Cooper v. Grubbs

80 So. 2d 284, 262 Ala. 519, 1955 Ala. LEXIS 496
CourtSupreme Court of Alabama
DecidedMarch 10, 1955
Docket6 Div. 523, 524
StatusPublished
Cited by3 cases

This text of 80 So. 2d 284 (Cooper v. Grubbs) is published on Counsel Stack Legal Research, covering Supreme Court of Alabama primary law. Counsel Stack provides free access to over 12 million legal documents including statutes, case law, regulations, and constitutions.

Bluebook
Cooper v. Grubbs, 80 So. 2d 284, 262 Ala. 519, 1955 Ala. LEXIS 496 (Ala. 1955).

Opinion

LIVINGSTON, Chief Justice.

These cases originated in the Circuit Court of Jefferson County, Alabama, and are before this court on appeals from orders and judgments of the circuit court granting plaintiffs’ motions for a new trial. The cases were consolidated and are here considered together.

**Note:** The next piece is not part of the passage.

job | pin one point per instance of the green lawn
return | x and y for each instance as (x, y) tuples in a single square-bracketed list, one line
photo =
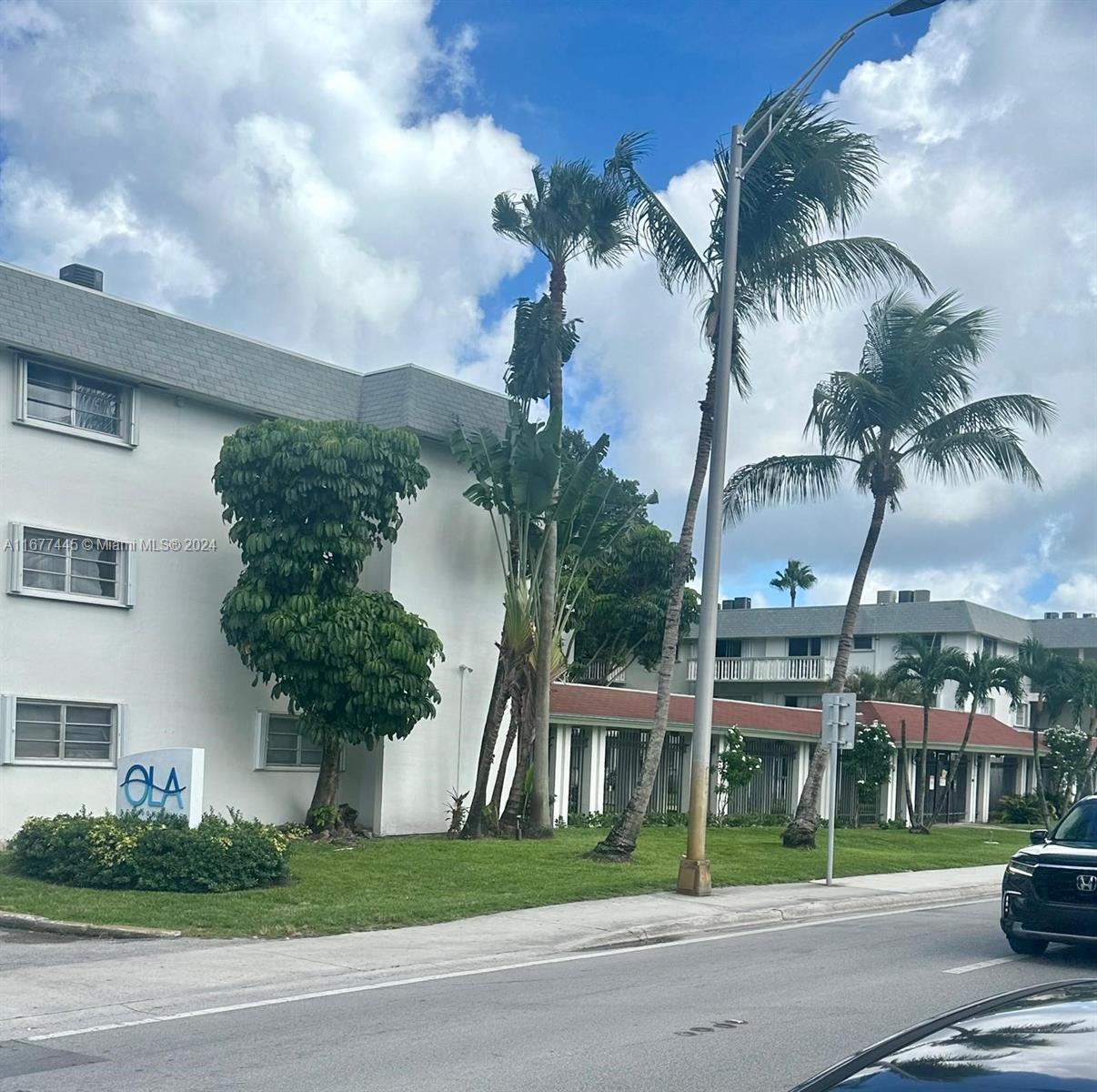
[(401, 882)]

A complaint was filed on behalf of Mrs. Marchie Grubbs on January 11, 1951. The complaint consisted of two counts; the first count charging simple negligence, the second count charging wantonness.

Mrs. Grubbs claimed damages for personal injuries sustained on the 13th day of November 1950, in a collision between the automobile in which she was riding as a passenger and an automobile driven by Mrs. Norma B. Cooper. On February 27, 1951, a complaint was filed by Frank Grubbs by which he sought to recover damages sustained by him as a result of the injuries suffered by his wife, Mrs. Marchie Grubbs in the aforementioned, collision. The complaint on behalf of Mr. Grubbs consisted of one count, and was based upon simple negligence.

Jones Valley Sausage Co., Inc., a Corporation, was named as a defendant in the original complaints. On motion of the plaintiffs, Jones Valley Sausage Company was stricken as a party defendant, leaving Mrs. Cooper as the sole defendant.

After filing demurrers, the defendant pleaded in short, by consent. On the 2nd day of October, 1951, the jury returned a verdict in favor of the defendant in each case, and plaintiffs filed motions for a new trial. The motions were continued from time to time and were heard February 22, 1952.

On the hearings of the motions for a new trial, plaintiffs offered affidavit of J. P. Haley. The trial judge granted defendant leave to file and offer in evidence counter affidavits, and on March 4, 1952, the defendant offered in evidence the affidavits of James Skilling and William L. Clark.

On August 22, 1952, the trial judge entered orders granting the plaintiffs’ motions and specified in the respective orders that the motions were not granted on certain grounds, one through eight, inclusive.

Numerous grounds were assigned by plaintiffs, appellees here, in their motions for a new trial. The trial court specifically excluded grounds one through eight as being the ground upon which the motion was granted.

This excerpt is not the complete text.